Des chercheurs en biomimétisme s’inspirent d’un poisson d’Amazonie résistant aux dents du prédateur pour créer un matériau souple, qui pourrait avoir de nombreuses applications.

Pirhanas

Plier, mais ne pas rompre. Telle est la clé de nombreux matériaux résistants, depuis le Kevlar jusqu’à la vertigineuse structure de verre et d’acier d’un gratte-ciel. Des chercheurs de l’université de Californie à San Diego en ont désormais un de plus à ajouter à la liste: la céramique souple.

Les actuels matériaux synthétiques robustes et souples sont certes résistants, mais ils ont leurs limites. En quête de nouvelles solutions, les chercheurs de l’UCSD se sont inspirés de l’arapaïma, un poisson du Brésil de plus de 130 kg, qui a la particularité de figurer parmi les rares espèces du royaume animal pouvant cohabiter avec un banc de piranhas affamés.

Ces chercheurs ont découvert que le secret de l’arapaïma réside dans ses écailles. Marc Meyers, professeur en biomimétisme, et ses collègues ont étudié comment l’arapaïma résiste aux piranhas en créant une machine qui enfonce vivement des dents de ce prédateur dans les écailles de l’arapaïma. Après avoir mené différents essais, ils ont découvert que ces écailles laissent partiellement pénétrer les dents de piranha, mais les brisent avant qu’elles ne percent le muscle en-dessous.

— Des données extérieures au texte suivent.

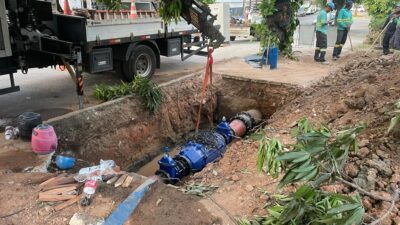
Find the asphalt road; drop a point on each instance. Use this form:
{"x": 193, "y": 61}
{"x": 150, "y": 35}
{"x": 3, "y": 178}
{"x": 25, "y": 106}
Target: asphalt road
{"x": 52, "y": 92}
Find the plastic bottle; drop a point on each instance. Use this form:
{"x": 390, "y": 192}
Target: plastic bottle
{"x": 88, "y": 192}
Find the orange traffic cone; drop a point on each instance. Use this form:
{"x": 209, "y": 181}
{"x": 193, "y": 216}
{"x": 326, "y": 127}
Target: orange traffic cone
{"x": 67, "y": 9}
{"x": 133, "y": 10}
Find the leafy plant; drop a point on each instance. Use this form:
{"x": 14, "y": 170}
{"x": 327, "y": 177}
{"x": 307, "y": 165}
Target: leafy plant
{"x": 317, "y": 158}
{"x": 314, "y": 157}
{"x": 378, "y": 10}
{"x": 310, "y": 206}
{"x": 111, "y": 4}
{"x": 396, "y": 119}
{"x": 267, "y": 153}
{"x": 272, "y": 14}
{"x": 170, "y": 10}
{"x": 150, "y": 93}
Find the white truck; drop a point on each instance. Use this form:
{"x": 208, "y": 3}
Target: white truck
{"x": 36, "y": 34}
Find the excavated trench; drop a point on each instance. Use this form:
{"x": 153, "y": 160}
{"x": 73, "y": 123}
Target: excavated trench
{"x": 134, "y": 138}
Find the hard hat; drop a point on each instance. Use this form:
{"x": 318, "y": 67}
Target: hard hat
{"x": 331, "y": 5}
{"x": 349, "y": 3}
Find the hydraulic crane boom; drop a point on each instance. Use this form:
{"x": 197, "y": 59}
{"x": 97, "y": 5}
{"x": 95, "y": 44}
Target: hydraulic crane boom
{"x": 199, "y": 15}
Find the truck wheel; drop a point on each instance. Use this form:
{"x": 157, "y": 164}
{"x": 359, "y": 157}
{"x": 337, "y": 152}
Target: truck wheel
{"x": 118, "y": 68}
{"x": 142, "y": 62}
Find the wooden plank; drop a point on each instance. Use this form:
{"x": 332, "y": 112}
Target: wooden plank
{"x": 58, "y": 191}
{"x": 127, "y": 181}
{"x": 41, "y": 179}
{"x": 60, "y": 186}
{"x": 67, "y": 203}
{"x": 49, "y": 181}
{"x": 60, "y": 180}
{"x": 54, "y": 198}
{"x": 112, "y": 180}
{"x": 121, "y": 180}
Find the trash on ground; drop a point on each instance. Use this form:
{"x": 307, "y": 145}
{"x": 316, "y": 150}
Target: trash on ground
{"x": 11, "y": 133}
{"x": 201, "y": 190}
{"x": 44, "y": 139}
{"x": 65, "y": 162}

Comment cela est-il possible? Une couche supérieure « hautement minéralisée » dotée d’une disposition particulière protège la partie inférieure plus tendre. C’est une formule répandue dans la nature: prendre des matériaux qui, séparément, ne sont pas particulièrement robustes, mais les combiner de telle sorte qu’ils fonctionnent de manière bien supérieure à la somme de leurs parties, depuis nos dents jusqu’à la cuirasse d’une tortue luth.

Les travaux menés sont riches de promesses pour la prochaine génération de céramique souple, qui pourrait inspirer la recherche et le développement pour de nombreuses applications, notamment un gilet pare-balles pour les soldats, des piles à combustible, l’isolation et l’aérospatiale.

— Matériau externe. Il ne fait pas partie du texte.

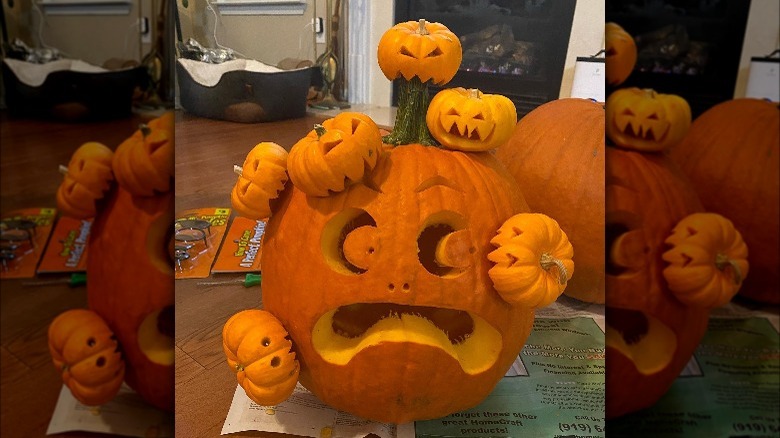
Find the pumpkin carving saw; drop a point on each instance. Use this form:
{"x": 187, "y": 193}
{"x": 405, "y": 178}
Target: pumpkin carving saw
{"x": 423, "y": 267}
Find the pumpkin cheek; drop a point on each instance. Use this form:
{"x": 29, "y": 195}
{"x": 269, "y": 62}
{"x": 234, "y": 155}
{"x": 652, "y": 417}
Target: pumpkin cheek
{"x": 155, "y": 336}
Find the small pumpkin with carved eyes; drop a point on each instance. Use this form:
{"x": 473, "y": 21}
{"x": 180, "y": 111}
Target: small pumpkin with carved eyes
{"x": 469, "y": 120}
{"x": 86, "y": 352}
{"x": 87, "y": 178}
{"x": 644, "y": 120}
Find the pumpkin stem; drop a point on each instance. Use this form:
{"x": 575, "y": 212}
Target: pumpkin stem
{"x": 547, "y": 261}
{"x": 410, "y": 126}
{"x": 422, "y": 30}
{"x": 722, "y": 261}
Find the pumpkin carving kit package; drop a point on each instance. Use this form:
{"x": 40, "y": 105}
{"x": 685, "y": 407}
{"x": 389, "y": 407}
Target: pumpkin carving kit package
{"x": 433, "y": 261}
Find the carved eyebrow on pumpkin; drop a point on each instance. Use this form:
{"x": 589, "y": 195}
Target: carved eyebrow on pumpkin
{"x": 437, "y": 180}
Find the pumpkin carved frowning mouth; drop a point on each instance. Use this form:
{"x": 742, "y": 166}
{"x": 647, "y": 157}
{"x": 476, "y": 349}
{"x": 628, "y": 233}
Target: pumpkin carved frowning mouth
{"x": 340, "y": 334}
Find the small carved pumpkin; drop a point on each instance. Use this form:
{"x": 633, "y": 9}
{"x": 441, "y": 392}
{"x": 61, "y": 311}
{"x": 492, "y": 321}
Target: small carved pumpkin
{"x": 86, "y": 352}
{"x": 143, "y": 164}
{"x": 621, "y": 54}
{"x": 260, "y": 180}
{"x": 428, "y": 51}
{"x": 564, "y": 163}
{"x": 258, "y": 350}
{"x": 87, "y": 178}
{"x": 653, "y": 323}
{"x": 732, "y": 157}
{"x": 335, "y": 154}
{"x": 469, "y": 120}
{"x": 533, "y": 260}
{"x": 644, "y": 120}
{"x": 707, "y": 260}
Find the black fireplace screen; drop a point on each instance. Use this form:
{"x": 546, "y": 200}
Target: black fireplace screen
{"x": 510, "y": 47}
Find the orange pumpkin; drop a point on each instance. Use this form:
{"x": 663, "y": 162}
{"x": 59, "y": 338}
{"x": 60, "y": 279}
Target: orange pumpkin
{"x": 410, "y": 242}
{"x": 564, "y": 163}
{"x": 421, "y": 49}
{"x": 258, "y": 351}
{"x": 87, "y": 178}
{"x": 260, "y": 180}
{"x": 469, "y": 120}
{"x": 87, "y": 354}
{"x": 644, "y": 120}
{"x": 335, "y": 154}
{"x": 731, "y": 156}
{"x": 144, "y": 162}
{"x": 653, "y": 324}
{"x": 621, "y": 54}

« Nous avons produit des matériaux ayant des performances nettement supérieures, mais nous atteignons les limites avec les matériaux synthétiques », explique Marc Meyers. « Aujourd’hui, nous revenons aux matériaux naturels et cherchons à savoir comment fait la nature pour parvenir à un tel résultat. »

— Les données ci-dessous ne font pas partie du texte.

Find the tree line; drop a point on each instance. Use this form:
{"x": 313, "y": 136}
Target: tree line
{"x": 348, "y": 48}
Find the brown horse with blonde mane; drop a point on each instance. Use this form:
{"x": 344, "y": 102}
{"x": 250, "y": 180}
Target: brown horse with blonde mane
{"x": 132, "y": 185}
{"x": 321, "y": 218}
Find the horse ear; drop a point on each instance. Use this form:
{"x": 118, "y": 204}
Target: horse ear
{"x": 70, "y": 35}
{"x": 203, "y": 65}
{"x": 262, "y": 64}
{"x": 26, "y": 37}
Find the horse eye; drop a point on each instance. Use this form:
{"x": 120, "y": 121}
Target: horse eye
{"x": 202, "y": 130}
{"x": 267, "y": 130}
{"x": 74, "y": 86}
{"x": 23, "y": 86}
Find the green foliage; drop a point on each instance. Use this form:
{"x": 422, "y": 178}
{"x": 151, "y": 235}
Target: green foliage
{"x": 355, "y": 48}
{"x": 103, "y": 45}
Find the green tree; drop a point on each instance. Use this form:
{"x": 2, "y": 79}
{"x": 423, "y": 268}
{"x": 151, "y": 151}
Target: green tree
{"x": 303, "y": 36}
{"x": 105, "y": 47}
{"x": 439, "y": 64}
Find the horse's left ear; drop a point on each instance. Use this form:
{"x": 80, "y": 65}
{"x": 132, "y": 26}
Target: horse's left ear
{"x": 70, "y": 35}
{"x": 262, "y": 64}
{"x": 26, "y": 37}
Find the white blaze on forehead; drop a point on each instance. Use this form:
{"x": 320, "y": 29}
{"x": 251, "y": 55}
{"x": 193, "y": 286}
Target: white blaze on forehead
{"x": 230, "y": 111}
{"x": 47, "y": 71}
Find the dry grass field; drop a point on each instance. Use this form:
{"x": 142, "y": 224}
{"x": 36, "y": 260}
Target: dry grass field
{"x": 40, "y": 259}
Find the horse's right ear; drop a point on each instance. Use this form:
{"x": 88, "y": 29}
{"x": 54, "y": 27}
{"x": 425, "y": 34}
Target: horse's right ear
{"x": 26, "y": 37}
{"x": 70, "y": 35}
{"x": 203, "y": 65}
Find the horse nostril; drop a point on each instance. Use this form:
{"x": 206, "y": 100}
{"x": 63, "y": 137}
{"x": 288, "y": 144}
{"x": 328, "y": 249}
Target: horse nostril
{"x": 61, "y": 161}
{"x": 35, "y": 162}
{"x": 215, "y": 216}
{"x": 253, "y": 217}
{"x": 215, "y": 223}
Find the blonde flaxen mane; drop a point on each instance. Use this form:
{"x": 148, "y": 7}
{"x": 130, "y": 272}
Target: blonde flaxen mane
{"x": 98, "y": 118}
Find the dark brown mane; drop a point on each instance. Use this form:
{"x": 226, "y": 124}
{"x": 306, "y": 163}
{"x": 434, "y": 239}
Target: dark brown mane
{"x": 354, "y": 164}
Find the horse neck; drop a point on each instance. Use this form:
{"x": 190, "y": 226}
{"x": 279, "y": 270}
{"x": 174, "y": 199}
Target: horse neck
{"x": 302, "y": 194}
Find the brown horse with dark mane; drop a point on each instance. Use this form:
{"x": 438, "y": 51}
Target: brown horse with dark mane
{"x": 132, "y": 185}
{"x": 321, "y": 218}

Leurs travaux sont publiés dans la revue Advanced Biomaterials.

Auteur : Andrew Nusca

Source : www.smartplanet.fr via Sauve-La-Terre

8 commentaires

  • yael

    En effet il serait peut être temps qu’ils s’interessent aux matériaux naturels… J’aime assez la phrase « nous atteignons les limites avec les matériaux synthétiques » C’est rassurant quelque part qu’ils se réveillent… Si tout le monde pouvait faire pareil… Oui oui je rêve mais j’adore ça rêver!!!

    • Cela fait quelques années que le bio-mimétisme devient une nouvelle référence dans l’innovation.
      Le souci, c’est toujours le même. Combien de sacrifices nécessaire à développer cette mise en pratique.

      Tiens, j’y pense: on pourrait avoir un petit article sur Kepler 22B ? Histoire qu’on s’enflamme et fantasme sur la vie extra-terrestre ! :)

  • delaude

    Keppler 22 B ? Vous avez un lien ?

  • delaude

    Ah ouiiiiiiii ! J’avais oublié…  Merci ! :kiss:

  • observateur

    chouette,je suis ravi de l’info,je vais mieu dormir ce soir ,en pensant que des grosses tetes s’interessent à un poisson qui ne risque pas de faire de vieux os,vu que l’amazonie va disparaitre sous peu et que le fleuve est deja largement pollué.De plus le financement de ces travaux et surement créditer par des ames charitables qui ne veulent que la paix dans l’univers.Je ne sait pas s’il se passe un éveil mondial ou du moins je l’éspère,mais beaucoup de personnes s’activent comme des fourmis sans aucun but,et s’accroche à leur habitudes et ne semblent pas réveiller malgré toutes les preuves (subtiles il est vrai)qui s’accumulent.

  • Bouffon

    Y’a déjà un gilet fait d’écaille qui arrête une balle de fusil d’assaut.
    Mais les armées ne veulent pas équipé leur troupe sous prétexte que les dégâts interne sont plus grands que les bénéfices.
    Un faux prétexte puisqu’il préfère le Hummer au Maraudeur.